Parsing semantics isn't changing my point (we aren't talking about carrying a child gently out of a public place if they throw a fit - we're talking about striking them as a form of correction). Replace the word "assault" with "non-defensive and non-accidental force used to correct behavior" if you like. Point stands. You guys are still rationalizing the hell out of it. If you aren't defending your child by jerking them back from a street before they walk in front of a car, then it is wrong to be jerking them about by the arm (unless accidental, of course). That's why I said DEFENSE...and you can defend them from themselves if they are going to harm themselves via ignorance. Parents aren't tyrants for this...they are tyrants for striking children or humiliating them or threatening them when it isn't a defensive reasoning, and is instead trying to be used as a corrective measure (which just teaches them bullying and violent dispute resolution).

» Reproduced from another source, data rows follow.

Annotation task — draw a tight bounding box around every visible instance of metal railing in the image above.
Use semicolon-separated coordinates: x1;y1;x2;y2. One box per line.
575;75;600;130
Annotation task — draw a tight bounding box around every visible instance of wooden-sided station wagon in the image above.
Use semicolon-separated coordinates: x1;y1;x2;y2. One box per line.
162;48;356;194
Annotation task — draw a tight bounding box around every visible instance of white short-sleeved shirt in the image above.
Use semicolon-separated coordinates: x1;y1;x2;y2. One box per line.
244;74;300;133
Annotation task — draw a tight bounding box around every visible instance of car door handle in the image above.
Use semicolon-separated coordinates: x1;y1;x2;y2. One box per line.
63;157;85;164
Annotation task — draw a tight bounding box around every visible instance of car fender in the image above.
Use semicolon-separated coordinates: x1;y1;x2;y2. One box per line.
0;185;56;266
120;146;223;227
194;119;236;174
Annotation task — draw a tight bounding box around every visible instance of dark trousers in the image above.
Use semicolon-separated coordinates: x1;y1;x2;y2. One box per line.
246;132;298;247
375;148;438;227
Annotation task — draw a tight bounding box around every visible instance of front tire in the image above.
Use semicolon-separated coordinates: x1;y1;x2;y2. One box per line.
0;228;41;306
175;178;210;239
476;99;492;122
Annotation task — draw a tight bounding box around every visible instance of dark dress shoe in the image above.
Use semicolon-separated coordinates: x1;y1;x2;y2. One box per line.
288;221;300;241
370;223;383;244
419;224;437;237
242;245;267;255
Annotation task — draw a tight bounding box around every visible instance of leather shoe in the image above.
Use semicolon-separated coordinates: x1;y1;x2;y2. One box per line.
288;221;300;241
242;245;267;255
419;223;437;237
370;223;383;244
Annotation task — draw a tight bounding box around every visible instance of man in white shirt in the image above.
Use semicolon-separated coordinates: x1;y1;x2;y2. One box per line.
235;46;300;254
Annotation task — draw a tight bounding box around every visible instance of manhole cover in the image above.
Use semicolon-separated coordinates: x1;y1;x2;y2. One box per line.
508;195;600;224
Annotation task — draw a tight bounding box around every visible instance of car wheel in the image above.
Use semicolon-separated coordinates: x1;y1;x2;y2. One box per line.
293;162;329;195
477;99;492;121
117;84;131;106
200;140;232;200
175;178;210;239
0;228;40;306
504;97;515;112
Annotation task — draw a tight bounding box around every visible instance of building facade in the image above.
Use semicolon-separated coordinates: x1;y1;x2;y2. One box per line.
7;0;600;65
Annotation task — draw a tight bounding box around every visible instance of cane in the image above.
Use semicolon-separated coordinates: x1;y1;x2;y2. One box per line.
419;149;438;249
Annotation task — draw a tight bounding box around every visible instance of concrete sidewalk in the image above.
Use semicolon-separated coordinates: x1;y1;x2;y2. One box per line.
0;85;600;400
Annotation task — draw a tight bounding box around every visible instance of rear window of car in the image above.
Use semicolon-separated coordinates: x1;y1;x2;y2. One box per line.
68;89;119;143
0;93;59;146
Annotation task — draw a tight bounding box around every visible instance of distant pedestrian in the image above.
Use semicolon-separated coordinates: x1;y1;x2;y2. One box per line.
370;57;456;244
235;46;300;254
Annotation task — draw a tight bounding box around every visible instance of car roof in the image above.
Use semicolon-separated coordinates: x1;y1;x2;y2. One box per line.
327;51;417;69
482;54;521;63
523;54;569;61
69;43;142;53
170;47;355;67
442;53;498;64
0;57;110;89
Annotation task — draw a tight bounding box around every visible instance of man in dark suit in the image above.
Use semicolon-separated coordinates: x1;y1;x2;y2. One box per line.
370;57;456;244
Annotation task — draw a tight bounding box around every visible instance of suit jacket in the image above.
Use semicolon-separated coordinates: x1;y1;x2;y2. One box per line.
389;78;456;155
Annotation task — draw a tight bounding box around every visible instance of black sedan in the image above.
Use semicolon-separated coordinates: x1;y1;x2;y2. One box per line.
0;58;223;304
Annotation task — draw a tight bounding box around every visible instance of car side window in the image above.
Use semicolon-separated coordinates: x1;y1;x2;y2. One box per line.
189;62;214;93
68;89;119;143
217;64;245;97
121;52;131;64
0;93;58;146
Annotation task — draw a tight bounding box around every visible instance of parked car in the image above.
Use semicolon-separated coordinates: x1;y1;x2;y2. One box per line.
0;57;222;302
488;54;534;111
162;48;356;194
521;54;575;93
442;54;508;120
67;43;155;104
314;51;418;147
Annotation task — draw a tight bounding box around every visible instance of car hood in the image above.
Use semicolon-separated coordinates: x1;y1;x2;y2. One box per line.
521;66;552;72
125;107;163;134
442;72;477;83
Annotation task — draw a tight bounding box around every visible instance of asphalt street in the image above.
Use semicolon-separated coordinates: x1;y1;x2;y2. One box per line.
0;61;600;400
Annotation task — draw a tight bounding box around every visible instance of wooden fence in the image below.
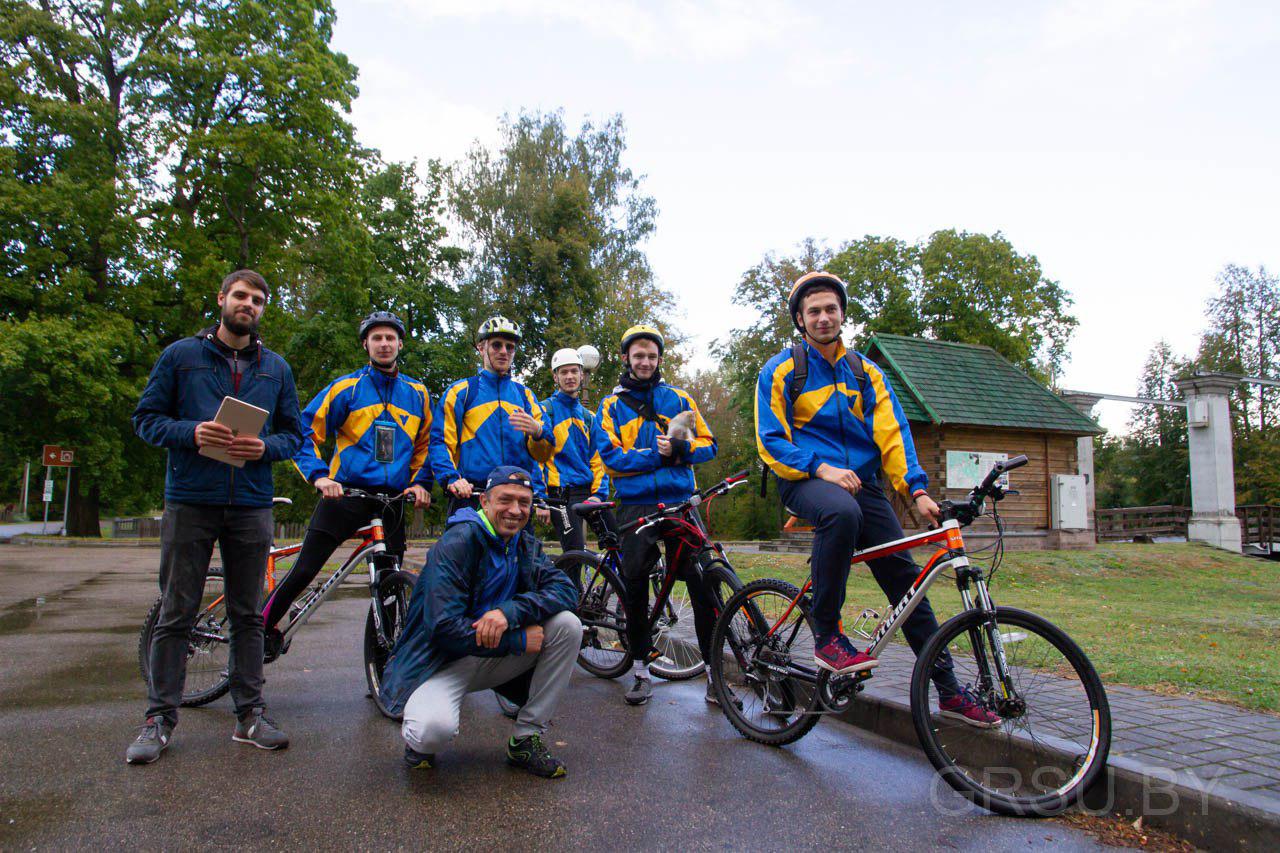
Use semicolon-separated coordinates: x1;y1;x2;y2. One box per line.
1093;505;1192;542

And last I checked, if a child is kicking and screaming, but is at the age of reason, then the parent failed in points before this via a lack of preparation. When not in public, I suggest hovering over them and waiting it out (do NOT taunt them). When in public, I suggest gently carrying them out of the place...and scolding yourself for something you've done to program them to think this is a good way to act when they want their way. I know too many parents using peaceful parenting techniques (or have previously, and now have raised their kids to adults) who faced this so rarely it isn't even worth discussing. Kids act that way based on how you programmed them. Do you yell in front of them at your wife? Do you throw fits of rage? Does your wife? Does some person you expose the child to, like a babysitter or family member? Just as empathy is a learned behavior, so is throwing a fit with any regularity.
And of course special needs kids require special attention and may do things we don't like, but striking them isn't the answer either.